Completion of the 2017 Specialized Course on Migrant Children in the Region

 
28 July, 2017

More than 300 government officials (from migration services, institutes for children and adolescents, consulates, the police and elsewhere) and civil society organizations in Mesoamerica successfully completed the Specialized Course on Migrant Children, developed by IOM,  between April and June 2017.

The course was simultaneously implemented  in Costa Rica, El Salvador, Guatemala, Honduras, Nicaragua and Mexico under the Regional Program to Strengthen Capacities for Protection and Assistance to Migrants in Conditions of Vulnerability in Mesoamerica (the Mesoamerica Program), implemented by IOM with funding from the US State Department’s Bureau of Population, Refugees and Migration.

The course has become a reference-point along the region especially in the Northern Triangle and Mexico, where it has been conducted during the past two years – mainly due to two of its main advantages: it reinforces general knowledge on migration for participants helping migrant children and it offers specialized and it offers specialized courses to develop skills and techniques on a variety of migratory issues, including best practices to ensure the best interest of migrant children.

The interdisciplinary approach was praised by participants. Particularly useful was including civil society in most of the courses, which allowed many to better understand the respective positions and roles of governmental and non-governmental organizations, thus improving coordination and complementary actions in the future.

In addition, the course allowed participants in some countries, where priorities are geared towards helping returned migrant children, to become more aware of the need to also act on prevention issues in countries of origin or transit.

Several institutions took a very active supporting role, allowing previously trained staff to facilitate the course and also providing facilities, transportation, etc.

Adapting the material to a country’s profile and needs was a good practice to encourage coordination between individuals and between institutions, as well as to identify challenges to this coordination. Another key achievement was the development of follow-up initiatives.

 

In El Salvador, as an initiative of the participating organizations, came the idea of ​​creating a unique interviewing format for children, adolescents and migrant families, with the objective of facilitating care in a flexible, specialized, comprehensive, efficient and effective manner with respect to due process and in compliance with the identification of protection needs and, where appropriate, the adoption of special protection measures. This document would be very useful given that, according to the General Directorate for Migration, during 2016 this country received approximately 8,951 migrant children and adolescents. Between January and May of this year, another 1,357 cases were registered.

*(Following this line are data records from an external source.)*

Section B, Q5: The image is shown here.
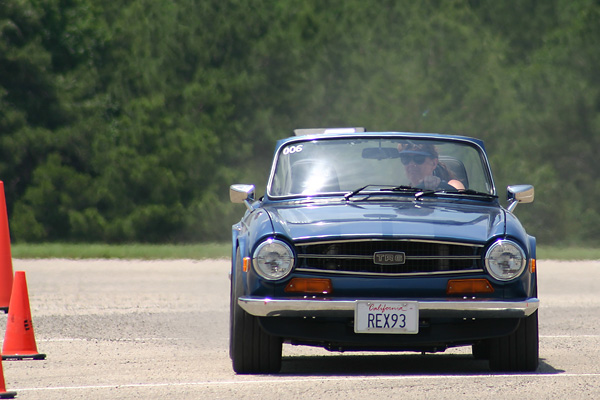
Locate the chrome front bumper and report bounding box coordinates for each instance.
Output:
[238,296,540,318]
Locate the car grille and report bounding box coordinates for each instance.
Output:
[296,240,483,275]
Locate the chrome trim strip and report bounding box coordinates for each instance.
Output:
[294,238,485,247]
[298,254,481,260]
[294,267,483,277]
[238,296,539,318]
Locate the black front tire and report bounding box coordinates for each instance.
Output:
[490,311,539,372]
[229,248,282,374]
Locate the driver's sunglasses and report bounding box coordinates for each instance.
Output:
[400,154,427,165]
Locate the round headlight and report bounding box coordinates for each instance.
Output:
[485,240,527,281]
[252,239,294,280]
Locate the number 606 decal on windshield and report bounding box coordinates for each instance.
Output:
[283,144,302,156]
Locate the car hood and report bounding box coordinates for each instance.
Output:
[266,201,505,243]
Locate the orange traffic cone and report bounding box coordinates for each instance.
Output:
[0,361,17,399]
[0,181,13,312]
[2,271,46,360]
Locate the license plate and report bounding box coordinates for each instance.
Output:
[354,300,419,334]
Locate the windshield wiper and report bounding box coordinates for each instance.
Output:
[415,189,498,200]
[446,189,498,199]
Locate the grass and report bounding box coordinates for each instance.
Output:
[11,243,231,260]
[11,243,600,260]
[537,246,600,260]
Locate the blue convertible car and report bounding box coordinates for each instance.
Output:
[230,128,539,373]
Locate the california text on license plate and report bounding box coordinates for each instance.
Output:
[354,300,419,333]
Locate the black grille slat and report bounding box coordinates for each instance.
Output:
[297,240,483,275]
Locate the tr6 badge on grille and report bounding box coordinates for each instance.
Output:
[373,251,406,265]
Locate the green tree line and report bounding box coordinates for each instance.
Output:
[0,0,600,245]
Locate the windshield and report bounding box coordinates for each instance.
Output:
[267,136,494,197]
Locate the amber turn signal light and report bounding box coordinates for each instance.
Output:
[285,278,333,294]
[446,279,494,294]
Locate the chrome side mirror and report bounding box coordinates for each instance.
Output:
[229,184,256,209]
[506,185,534,212]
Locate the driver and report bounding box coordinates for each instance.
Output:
[398,142,465,190]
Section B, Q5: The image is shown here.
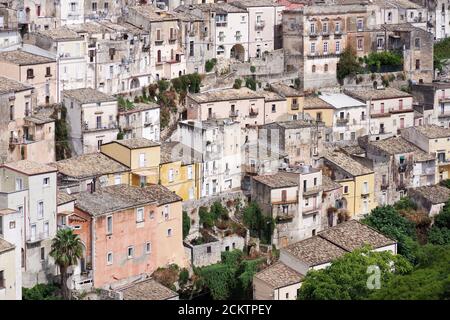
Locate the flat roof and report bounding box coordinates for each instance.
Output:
[319,93,366,109]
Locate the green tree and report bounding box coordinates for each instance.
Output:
[50,229,83,299]
[183,211,191,239]
[361,206,418,263]
[298,247,412,300]
[336,46,361,83]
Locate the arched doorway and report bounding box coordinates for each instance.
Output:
[230,44,245,62]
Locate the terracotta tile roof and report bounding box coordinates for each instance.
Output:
[56,152,129,179]
[253,172,299,188]
[3,160,57,176]
[282,236,347,266]
[255,262,304,289]
[345,87,412,102]
[369,137,435,161]
[114,138,160,149]
[0,50,56,66]
[117,279,178,300]
[0,76,33,94]
[408,124,450,139]
[63,88,117,104]
[408,185,450,204]
[318,220,396,251]
[75,184,182,216]
[324,151,373,176]
[0,238,15,253]
[322,175,342,191]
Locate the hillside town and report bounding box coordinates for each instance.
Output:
[0,0,450,300]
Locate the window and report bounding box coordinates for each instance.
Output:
[44,221,49,238]
[27,69,34,79]
[136,208,144,222]
[163,205,169,220]
[106,216,112,234]
[336,41,341,54]
[106,252,113,266]
[127,246,134,259]
[38,201,44,219]
[139,153,145,168]
[41,247,45,261]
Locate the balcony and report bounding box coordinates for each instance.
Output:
[302,203,322,214]
[336,118,349,126]
[255,20,266,30]
[26,232,49,244]
[248,109,258,118]
[277,213,294,223]
[230,110,239,118]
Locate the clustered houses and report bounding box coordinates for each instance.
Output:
[0,0,450,300]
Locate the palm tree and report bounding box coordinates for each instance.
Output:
[50,229,83,299]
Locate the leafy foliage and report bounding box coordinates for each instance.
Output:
[336,46,362,82]
[370,245,450,300]
[243,202,275,243]
[197,250,264,300]
[298,247,412,300]
[50,229,83,299]
[22,283,61,300]
[183,211,191,239]
[362,206,418,263]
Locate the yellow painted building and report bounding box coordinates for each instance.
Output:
[100,138,161,186]
[159,142,201,201]
[323,151,377,218]
[270,82,304,115]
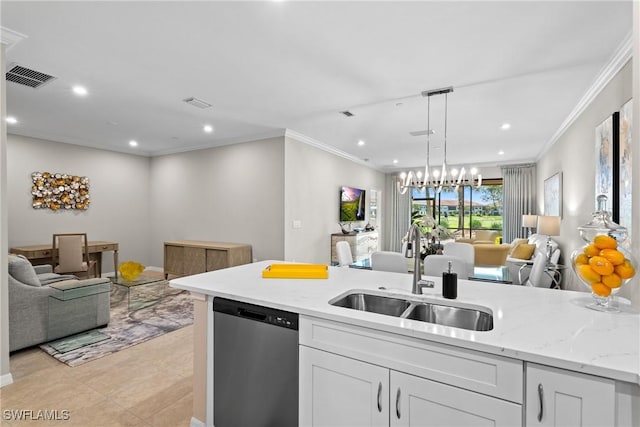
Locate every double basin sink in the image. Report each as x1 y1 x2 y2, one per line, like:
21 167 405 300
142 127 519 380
329 290 493 331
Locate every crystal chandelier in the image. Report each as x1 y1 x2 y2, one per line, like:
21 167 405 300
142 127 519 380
396 86 482 194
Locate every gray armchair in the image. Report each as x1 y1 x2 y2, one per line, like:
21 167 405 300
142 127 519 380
8 255 111 351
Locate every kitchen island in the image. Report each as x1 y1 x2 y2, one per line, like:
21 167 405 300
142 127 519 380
171 261 640 426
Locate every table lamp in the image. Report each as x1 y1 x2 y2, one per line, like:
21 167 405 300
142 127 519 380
537 216 560 264
522 214 538 237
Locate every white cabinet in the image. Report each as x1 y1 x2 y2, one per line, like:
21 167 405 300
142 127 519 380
331 231 378 264
526 363 616 427
300 346 522 427
390 371 522 427
299 346 389 427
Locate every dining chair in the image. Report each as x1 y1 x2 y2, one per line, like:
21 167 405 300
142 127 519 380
336 240 353 267
442 242 476 277
371 251 409 273
424 254 469 279
52 233 97 278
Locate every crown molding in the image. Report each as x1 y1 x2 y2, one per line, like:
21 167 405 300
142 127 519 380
538 32 633 160
0 26 28 49
284 129 385 173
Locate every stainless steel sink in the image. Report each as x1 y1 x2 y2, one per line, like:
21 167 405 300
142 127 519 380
403 304 493 331
329 291 493 331
329 293 411 317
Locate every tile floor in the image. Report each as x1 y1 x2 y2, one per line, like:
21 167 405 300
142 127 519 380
0 325 193 427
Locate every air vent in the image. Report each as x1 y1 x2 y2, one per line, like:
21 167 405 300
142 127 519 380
409 129 436 136
183 96 211 110
7 64 55 89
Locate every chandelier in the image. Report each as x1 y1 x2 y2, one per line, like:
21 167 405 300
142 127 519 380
396 86 482 194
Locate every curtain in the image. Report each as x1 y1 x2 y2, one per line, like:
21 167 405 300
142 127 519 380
502 164 537 243
382 174 411 252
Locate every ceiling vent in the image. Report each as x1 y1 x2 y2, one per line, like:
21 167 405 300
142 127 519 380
7 64 56 89
183 96 211 110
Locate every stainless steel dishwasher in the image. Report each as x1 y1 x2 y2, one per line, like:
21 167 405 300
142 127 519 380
213 298 298 427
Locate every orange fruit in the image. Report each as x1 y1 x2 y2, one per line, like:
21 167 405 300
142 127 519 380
602 273 622 289
575 253 589 265
584 243 600 258
615 259 636 279
591 282 611 297
593 234 618 249
578 264 602 283
589 256 613 276
600 249 624 265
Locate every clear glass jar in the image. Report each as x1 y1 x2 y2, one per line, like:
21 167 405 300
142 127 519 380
571 195 637 312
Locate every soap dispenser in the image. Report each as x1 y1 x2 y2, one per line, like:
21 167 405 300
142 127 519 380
442 261 458 299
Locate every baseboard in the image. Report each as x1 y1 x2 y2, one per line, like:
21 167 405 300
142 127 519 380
0 374 13 388
189 417 207 427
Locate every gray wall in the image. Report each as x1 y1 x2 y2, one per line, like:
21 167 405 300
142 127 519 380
284 137 385 264
149 137 285 266
537 62 640 308
7 135 150 272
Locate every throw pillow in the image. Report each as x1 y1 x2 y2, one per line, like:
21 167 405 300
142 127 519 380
9 255 41 286
511 243 536 259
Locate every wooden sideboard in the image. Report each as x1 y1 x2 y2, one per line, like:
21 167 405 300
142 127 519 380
331 231 378 264
164 240 252 278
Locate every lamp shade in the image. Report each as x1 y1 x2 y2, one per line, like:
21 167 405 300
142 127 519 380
522 215 538 228
536 216 560 236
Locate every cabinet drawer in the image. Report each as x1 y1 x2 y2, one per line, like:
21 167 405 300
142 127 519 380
300 316 523 403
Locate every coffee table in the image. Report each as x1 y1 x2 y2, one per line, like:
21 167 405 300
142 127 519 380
110 275 167 311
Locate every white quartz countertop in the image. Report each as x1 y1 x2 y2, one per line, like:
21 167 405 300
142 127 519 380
170 261 640 384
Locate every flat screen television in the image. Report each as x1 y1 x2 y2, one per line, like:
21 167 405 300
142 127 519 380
340 186 365 222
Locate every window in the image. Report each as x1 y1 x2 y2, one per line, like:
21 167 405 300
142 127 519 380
411 179 502 241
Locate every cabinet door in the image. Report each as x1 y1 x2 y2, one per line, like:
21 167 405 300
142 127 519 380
526 364 615 427
300 346 389 427
390 371 522 427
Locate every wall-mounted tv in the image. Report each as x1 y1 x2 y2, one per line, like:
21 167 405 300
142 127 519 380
340 186 365 222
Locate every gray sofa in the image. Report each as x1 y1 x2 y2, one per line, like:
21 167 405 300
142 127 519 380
8 255 111 351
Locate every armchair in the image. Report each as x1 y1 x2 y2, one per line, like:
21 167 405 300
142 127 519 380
8 255 111 351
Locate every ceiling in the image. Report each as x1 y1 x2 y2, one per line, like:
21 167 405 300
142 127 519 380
0 0 632 171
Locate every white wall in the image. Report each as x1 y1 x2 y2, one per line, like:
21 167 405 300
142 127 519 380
149 137 284 266
537 62 640 304
284 137 384 264
7 135 150 274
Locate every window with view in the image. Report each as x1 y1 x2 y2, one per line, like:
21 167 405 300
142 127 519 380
411 179 503 238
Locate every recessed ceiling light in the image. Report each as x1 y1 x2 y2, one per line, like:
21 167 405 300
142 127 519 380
73 86 89 96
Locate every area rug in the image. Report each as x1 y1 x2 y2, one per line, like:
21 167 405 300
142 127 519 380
40 284 193 366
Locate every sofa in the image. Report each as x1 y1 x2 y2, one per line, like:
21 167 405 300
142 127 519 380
506 234 560 285
8 254 111 352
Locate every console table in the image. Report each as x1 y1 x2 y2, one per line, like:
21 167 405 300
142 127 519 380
9 241 118 278
164 240 252 278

At the same time, IOM continues to urge the integration of the Course into existing academic programs and institutes. In Nicaragua, the IOM assisted teachers in the DGME’s Migration School to adapt the course, which the school then taught to 25 staff working at the airport and the central office of the General Directorate of Migration.

The IOM held a meeting with the Guatemalan Civil Police Academy to discuss how to integrate the course into general academic curricula within the framework of the existing academic program of four police training units. This will allow officers to be trained in the protection of migrant children before they take up their posts.

In El Salvador, the Training School for Child and Adolescent Rights and the Salvadoran Institute for the Integral Development of Children and Adolescents (ISNA) incorporated the migrant children's curriculum into their annual operational training plan, instructing a total of 50 people, and have already committed to do the same again in the next period. The IOM through the Mesoamerica Program has also supported the updating of the Specialized Diploma in Childhood and Adolescence in Risk and Social Vulnerability of the Chalatenango Shared Care Network (RAC).